Make the most of the season with these fluffy mango pancakes that will make any mango lover happy! No refined flour, sugar or eggs used in the recipe.
If you love mangoes, you cannot resist these mango pancakes!
Most of India has 3 seasons. The monsoons, the winters and the Mango season. Well, especially so, for mango lovers. I know of people who virtually skip dinners during this season, so that they can stuff themselves with 3-4 mangoes each night. Seasonal eating, you see! ????
They say ‘Necessity is the mother of invention’. I would say- “Abundance is the mother of invention”. I invariably come up with a new recipe when I have too much of a particular ingredient. One good thing about living in Bombay is the truck loads of Hapoos (Alphonso mangoes) that arrive into the markets at this time of the year. Alphonso mangoes are considered by many to be the best in terms of sweetness and flavour.
I bought a whole load of mangoes from the veggie market last evening. The thing about tropical fruits ripening in your kitchen is that keep inviting you to eat them with those waves of fruity aromas that hit you each time you pass them. This wonderful ripe mango aroma has been nudging me all day to do something about them.
I first thought of baking the mangoes into a cake, or making a mousse for dessert (which is going to be the next escape route for the luscious babies). But no ! I wanted something that would give me instant gratification. That’s how the recipe idea for these Mango Pancakes was born.

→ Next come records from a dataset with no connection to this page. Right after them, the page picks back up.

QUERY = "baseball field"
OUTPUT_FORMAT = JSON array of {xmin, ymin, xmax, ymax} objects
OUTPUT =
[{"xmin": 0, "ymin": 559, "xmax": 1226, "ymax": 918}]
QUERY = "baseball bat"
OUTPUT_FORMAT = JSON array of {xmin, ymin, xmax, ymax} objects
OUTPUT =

At the Saffron Trail household, the boy is a big fan of pancakes, which automatically means pancakes make a regular appearance on my blog. Check these out:
I’ve used 100% whole wheat flour and a bit of sorghum flour. If you don’t have access to the latter, use all of whole wheat flour by all means.
Mango and ginger are a flavour pairing made in heaven, which is why I like to add ground ginger in the batter. However, other spices like nutmeg and cardamom will also fit in beautifully. I have not added any sugar to the batter, which is why these mango pancakes need to be served with either honey or maple syrup.
Mango Coconut Pancakes – This is a variation you can do with this same recipe by substituting part of the buttermilk with coconut milk and adding a couple of tablespoons of desiccated coconut to the batter to get Mango Coconut Pancakes.
- 1 large mango >400 grams
- 1 cup wheat flour
- 1/4 cup sorghum flour jowar atta
- 1/2 tsp ginger powder
- 1 tsp baking powder
- 1/4 tsp baking soda
- 1 3/4 cups butter milk
- 1 pinch salt
- 1 tbsp oil
- 2 tbsp honey or maple syrup
- 1/2 cup diced mango
- Peel and dice the mango into small pieces to get around 1.5 cups of diced mango - 1 cup for the batter and 1/2 cup for garnish.
- Mix all the dry ingredients in a large bowl. Add the buttermilk and oil. Stir until well combined. The consistency of the batter should be somewhat thick but easily pourable.
- Heat a non stick pan. Smear some oil on this using a kitchen paper. Pour 1/4 cup batter per pancake. Don't spread it out. Let it cook for 2-3 min on a slow flame. Once you see bubbles around the circumference of the pancake, turn over to the other side cook the other side for 1 minute.
- Make stacks of pancakes. Garnish with some diced mango and a good drizzle of honey or maple syrup. This recipe will make around 16 pancakes or so.